The captain is awfully nice to me, and performs an endless series of little attentions, looking to my comfort. He has, as it appears, the intention to fatten me up like the cattle destined for the slaughter-house, but sea-sickness takes away all my appetite.

August 15th.—The distant coasts of the Caucasus appear like a grey outline. Towards ten o’clock in the morning the Tropic landed us at Petrovsk five hours behind time. The captain insisted upon my passage being free, which cost me a great deal more in tips for the crew. He accompanied me with his officers to the railway-station.

CHAPTER CXXI
ST. PETERSBURG

August 18th.—It was pouring with rain this morning when we arrived at St. Petersburg. My mother was at the station to meet me, and took me to the new house my husband had bought in one of the most fashionable quarters of the city.

I had a letter four pages long from Sergy, full of interesting detail about his interview with the Emir at Kermineh, and of his journey to Andidjan, where the recent mutiny had taken place. A crowd of prostrated figures, their faces against the ground, were awaiting his arrival. After a Te Deum sung on the square before the cathedral, my husband distributed to the wounded soldiers a whole lot of crosses of the order of St. George, whilst cannons were fired. From Andidjan Sergy travelled on to Asch, a town situated near the frontier of the Pamir, in a mountainous region named The Roof of the World. An old Kirghise woman, called The Queen of the Alai, aged 87, came up to my husband supported by her two sons, white-bearded old men. This Asiatic Princess reminded one of the antique “Mother of the Gracchi.” A few days after his return to Tashkend Sergy received the visit of the heir to the throne of Khiva.

I saw no visitors and went nowhere, working hard at my book till late in the night, keeping awake with black coffee. At the end of the week I found solitude intolerable and began to feel awfully dull. Every day was the same, the hours seemed years. It was so hard to be alone here! I had seldom experienced much of my own society and was sick of my own company. Sergy being absent, the world seemed one great blank. I never had him out of my thoughts for one minute. Sometimes I had the impulse to take the first train and fly back to Tashkend.

October had passed and Sergy did not come.
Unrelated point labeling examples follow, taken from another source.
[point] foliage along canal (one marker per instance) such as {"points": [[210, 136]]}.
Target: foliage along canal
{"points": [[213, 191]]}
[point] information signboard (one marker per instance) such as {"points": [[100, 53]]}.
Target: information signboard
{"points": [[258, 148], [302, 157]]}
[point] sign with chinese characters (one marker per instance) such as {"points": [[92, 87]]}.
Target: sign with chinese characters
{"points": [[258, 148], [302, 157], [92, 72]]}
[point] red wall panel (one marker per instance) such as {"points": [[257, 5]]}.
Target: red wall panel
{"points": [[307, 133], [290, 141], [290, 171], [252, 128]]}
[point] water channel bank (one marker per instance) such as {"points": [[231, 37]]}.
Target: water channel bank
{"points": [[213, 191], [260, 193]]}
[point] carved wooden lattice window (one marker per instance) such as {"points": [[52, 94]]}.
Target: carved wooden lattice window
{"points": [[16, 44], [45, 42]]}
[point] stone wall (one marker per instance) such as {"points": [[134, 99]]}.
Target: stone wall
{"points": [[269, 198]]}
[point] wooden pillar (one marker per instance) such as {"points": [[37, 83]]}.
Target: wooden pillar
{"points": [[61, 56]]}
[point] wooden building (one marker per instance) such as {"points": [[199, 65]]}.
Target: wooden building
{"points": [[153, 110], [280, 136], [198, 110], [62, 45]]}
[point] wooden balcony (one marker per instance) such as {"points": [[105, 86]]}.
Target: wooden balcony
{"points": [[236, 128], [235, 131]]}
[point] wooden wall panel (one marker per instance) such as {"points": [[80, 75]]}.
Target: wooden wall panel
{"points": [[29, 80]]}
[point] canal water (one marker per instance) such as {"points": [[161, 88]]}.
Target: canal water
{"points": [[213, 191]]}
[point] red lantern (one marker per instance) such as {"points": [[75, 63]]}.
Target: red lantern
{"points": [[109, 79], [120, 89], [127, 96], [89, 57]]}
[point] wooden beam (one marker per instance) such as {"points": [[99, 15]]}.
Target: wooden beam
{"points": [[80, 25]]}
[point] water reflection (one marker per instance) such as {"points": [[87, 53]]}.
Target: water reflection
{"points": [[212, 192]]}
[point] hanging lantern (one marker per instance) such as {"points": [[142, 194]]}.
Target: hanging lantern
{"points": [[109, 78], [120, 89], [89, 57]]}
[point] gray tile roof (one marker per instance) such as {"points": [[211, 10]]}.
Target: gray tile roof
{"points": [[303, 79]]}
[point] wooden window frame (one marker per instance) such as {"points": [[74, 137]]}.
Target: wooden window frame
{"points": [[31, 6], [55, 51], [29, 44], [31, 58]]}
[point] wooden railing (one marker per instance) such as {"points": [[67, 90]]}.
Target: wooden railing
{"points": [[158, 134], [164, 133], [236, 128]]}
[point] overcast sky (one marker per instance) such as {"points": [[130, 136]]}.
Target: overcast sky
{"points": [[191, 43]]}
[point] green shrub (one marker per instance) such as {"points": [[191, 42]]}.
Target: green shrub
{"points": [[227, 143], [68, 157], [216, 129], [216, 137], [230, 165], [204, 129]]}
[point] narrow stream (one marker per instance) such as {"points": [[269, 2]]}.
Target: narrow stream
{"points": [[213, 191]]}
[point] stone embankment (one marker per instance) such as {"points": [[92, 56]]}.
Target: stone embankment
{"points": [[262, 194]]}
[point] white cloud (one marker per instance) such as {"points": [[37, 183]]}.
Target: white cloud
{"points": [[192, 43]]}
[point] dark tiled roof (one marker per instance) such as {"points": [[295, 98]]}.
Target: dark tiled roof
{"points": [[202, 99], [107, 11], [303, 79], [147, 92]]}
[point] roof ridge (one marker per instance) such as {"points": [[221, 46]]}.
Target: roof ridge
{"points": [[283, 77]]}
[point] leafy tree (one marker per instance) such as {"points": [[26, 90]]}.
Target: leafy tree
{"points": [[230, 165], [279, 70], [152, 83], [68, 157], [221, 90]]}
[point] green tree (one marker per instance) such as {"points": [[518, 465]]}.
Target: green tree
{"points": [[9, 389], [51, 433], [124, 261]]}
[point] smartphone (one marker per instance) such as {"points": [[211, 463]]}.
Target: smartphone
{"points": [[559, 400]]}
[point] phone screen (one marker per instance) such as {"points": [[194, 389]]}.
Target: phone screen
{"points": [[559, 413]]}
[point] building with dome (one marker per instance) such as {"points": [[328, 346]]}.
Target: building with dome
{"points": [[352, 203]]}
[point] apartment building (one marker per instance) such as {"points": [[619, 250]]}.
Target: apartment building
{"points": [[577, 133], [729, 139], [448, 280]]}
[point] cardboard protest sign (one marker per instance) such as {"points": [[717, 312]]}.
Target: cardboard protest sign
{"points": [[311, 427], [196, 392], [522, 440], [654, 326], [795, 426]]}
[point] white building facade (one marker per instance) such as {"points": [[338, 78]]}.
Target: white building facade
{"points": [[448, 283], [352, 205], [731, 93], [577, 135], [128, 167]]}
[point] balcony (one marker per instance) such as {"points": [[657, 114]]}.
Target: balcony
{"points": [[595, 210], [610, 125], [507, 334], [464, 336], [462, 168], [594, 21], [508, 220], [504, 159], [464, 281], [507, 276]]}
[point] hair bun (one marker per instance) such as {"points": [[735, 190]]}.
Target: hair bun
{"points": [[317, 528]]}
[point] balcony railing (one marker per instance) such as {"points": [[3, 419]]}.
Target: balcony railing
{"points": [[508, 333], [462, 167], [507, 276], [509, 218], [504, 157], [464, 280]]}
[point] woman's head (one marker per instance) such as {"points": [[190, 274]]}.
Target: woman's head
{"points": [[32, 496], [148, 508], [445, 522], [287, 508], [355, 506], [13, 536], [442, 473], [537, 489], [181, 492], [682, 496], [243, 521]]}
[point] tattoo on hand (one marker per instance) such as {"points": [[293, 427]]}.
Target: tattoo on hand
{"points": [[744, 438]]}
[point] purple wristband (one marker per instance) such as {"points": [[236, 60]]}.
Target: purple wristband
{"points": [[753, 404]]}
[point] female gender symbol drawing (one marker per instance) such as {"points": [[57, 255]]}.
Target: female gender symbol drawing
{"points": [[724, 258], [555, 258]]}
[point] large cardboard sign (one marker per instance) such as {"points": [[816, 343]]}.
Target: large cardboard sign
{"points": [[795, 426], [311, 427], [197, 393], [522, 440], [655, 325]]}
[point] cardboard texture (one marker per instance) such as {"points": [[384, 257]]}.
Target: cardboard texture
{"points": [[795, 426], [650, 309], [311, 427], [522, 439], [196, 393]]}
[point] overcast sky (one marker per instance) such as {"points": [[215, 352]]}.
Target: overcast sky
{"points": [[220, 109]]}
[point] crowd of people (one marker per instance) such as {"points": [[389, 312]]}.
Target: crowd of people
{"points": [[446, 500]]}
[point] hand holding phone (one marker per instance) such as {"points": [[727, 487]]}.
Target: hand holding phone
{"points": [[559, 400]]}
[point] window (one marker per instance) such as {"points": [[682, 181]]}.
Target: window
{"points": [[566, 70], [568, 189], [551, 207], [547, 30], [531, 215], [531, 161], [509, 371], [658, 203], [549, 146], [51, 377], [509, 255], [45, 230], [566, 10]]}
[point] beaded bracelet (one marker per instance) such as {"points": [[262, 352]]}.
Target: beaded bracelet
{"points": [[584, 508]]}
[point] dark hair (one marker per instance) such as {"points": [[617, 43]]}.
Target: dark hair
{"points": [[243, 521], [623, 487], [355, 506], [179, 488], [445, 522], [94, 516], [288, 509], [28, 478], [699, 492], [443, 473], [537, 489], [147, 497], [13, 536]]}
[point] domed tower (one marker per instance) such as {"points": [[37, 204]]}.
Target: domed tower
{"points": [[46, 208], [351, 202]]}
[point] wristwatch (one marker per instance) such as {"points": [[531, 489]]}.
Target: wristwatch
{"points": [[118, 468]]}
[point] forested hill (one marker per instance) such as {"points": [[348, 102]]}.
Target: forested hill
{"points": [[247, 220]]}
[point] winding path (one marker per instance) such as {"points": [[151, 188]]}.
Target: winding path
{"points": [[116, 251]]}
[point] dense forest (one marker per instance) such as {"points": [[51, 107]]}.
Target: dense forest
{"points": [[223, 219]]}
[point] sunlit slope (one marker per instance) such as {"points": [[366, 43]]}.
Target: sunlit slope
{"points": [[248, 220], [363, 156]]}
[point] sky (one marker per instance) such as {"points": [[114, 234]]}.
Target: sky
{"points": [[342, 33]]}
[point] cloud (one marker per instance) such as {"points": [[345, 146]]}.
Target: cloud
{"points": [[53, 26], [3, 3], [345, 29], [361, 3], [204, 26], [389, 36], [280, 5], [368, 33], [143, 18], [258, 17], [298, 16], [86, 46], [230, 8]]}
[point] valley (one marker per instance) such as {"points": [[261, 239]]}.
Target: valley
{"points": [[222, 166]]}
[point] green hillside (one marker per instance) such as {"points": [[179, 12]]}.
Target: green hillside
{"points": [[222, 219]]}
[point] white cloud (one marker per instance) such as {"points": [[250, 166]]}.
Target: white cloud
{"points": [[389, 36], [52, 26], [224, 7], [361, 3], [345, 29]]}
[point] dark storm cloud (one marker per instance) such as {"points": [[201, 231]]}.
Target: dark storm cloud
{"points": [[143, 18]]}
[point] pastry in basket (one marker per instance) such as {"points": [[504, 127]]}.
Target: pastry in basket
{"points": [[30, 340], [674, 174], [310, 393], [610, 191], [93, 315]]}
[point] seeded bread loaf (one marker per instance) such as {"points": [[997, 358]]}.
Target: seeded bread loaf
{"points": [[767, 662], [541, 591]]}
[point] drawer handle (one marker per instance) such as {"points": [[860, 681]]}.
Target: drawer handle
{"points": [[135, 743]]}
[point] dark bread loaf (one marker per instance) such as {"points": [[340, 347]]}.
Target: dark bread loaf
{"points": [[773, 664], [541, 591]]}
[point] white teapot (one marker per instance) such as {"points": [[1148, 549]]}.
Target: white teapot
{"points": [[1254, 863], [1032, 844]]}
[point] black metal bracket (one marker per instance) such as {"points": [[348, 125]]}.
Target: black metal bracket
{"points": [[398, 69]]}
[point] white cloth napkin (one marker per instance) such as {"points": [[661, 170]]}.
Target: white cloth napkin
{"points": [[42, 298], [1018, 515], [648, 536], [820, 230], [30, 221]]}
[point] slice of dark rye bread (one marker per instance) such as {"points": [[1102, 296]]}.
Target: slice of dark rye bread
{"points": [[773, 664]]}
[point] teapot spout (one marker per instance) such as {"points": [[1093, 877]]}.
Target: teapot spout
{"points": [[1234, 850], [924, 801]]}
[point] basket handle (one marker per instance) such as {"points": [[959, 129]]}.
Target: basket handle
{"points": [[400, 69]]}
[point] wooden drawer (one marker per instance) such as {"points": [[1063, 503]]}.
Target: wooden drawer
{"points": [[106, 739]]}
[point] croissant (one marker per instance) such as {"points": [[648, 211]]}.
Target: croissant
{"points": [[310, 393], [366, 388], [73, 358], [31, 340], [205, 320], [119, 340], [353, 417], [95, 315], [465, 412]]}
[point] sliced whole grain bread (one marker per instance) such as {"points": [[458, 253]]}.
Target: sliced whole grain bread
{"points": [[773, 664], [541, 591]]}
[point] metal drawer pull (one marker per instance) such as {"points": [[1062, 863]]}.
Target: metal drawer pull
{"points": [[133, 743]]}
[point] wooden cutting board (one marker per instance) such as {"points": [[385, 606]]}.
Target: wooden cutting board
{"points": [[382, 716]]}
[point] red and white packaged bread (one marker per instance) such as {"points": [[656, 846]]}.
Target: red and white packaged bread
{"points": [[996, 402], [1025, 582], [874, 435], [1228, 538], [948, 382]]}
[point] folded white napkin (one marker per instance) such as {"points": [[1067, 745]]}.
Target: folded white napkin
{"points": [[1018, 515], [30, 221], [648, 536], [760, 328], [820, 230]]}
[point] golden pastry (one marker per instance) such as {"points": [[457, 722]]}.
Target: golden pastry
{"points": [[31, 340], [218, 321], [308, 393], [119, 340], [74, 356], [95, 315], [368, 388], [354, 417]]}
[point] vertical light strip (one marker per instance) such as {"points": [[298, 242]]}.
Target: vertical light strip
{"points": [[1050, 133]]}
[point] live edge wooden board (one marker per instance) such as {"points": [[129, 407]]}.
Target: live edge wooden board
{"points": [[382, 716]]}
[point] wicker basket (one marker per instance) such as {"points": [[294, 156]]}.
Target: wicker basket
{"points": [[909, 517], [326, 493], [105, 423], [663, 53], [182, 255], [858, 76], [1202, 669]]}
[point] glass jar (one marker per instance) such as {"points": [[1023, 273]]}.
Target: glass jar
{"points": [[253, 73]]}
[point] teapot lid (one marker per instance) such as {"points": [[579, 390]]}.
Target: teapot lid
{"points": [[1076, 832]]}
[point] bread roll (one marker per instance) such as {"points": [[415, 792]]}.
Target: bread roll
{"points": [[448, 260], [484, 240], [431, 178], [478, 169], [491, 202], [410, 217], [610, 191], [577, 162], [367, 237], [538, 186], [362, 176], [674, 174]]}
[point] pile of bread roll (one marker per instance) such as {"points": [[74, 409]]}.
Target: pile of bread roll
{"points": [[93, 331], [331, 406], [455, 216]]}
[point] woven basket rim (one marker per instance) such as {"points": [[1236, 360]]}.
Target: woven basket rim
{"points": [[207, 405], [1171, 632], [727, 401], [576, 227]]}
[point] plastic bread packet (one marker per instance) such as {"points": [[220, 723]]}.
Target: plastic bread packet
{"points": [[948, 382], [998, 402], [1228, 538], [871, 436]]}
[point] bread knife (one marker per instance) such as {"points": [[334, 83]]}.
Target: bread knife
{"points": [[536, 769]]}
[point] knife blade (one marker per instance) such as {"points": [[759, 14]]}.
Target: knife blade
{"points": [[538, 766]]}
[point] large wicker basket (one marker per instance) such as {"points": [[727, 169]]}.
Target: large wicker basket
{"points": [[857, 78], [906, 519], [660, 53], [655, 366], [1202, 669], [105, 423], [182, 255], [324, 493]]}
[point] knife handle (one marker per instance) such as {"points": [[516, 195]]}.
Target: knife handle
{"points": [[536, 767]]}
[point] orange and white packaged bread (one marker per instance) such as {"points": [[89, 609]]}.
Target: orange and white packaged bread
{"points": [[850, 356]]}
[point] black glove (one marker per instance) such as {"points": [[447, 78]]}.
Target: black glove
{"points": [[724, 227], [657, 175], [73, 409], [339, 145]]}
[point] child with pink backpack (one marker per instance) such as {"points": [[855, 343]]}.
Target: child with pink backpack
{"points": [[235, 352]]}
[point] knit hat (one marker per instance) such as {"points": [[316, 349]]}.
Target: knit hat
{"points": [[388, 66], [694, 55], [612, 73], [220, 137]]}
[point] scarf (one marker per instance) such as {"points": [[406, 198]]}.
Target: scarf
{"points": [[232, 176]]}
I bombarded him with desperate letters full of exclamation points, always putting the stereotyped question when he would arrive.

I read in the papers that the plague had broken out near Samarkand, carrying away every day a great many victims, and that the Prince of Oldenbourg was going there with a medical expedition. I was getting awfully anxious about Sergy and felt tempted to throw up everything and rush back to him. I had the most awful dreams and imagined all sorts of calamities and spoiled my eyes with tears, having only one thought, to rejoin my husband. I could endure my suspense no longer and telegraphed to Sergy, imploring him to let me come to Tashkend. I waited with feverish impatience for his permission to start instantly, but my husband, who never refused me in trifles, did not give in when it concerned serious matters. He would not hear of this; he firmly opposed my arrival, and wired to me to be reasonable and have patience; but patience, alas, was contrary to my temperament. My hundred and one wishes were always fulfilled until now, and when it has come to the hundred and second wish—stop? Oh on! Sergy’s opposition made me only the more obstinately determined to have my own way. I despatched him a long letter, an ultimatum in fact. I wrote that if he did not arrive at St Petersburg in the course of a fortnight, I should start to Tashkend without awaiting his permission. I worried Sergy till I finally got him to consent to my going over to rejoin him. My maid brought me a telegram from my husband with my tea one morning. I opened it, and read one word. “Come!” I wanted to leave at once in spite of mother and some friends who tried to make me understand the danger I was running in going to meet the plague; but I am a fatalist and fear nothing. All their persuasions fell on stony ground. If they think that they will stop me, they are very much mistaken; no consideration of wisdom will ever induce me not to do what I want to do. I would not hear reason and was in a hurry to go back to Tashkend. With me to think has always been to act. The sooner I start the better.

October 17th.—I am off to Tashkend to-day, with Maria Michaelovna and my maid Mina. All the cars of our train are occupied by the members of the medical expedition sent to Tashkend to fight against the plague. It consists of forty doctors and ten sisters of mercy. The rain is coming down in torrents, but when I felt happy I was not in the least aware that the sun was not shining, and I am so happy now to rejoin Sergy! Our train is an express and rushes past nearly all the stations. We hadn’t time for dinner and snatched a sandwich at a railway buffet, that had probably been waiting more than a week for travellers to arrive.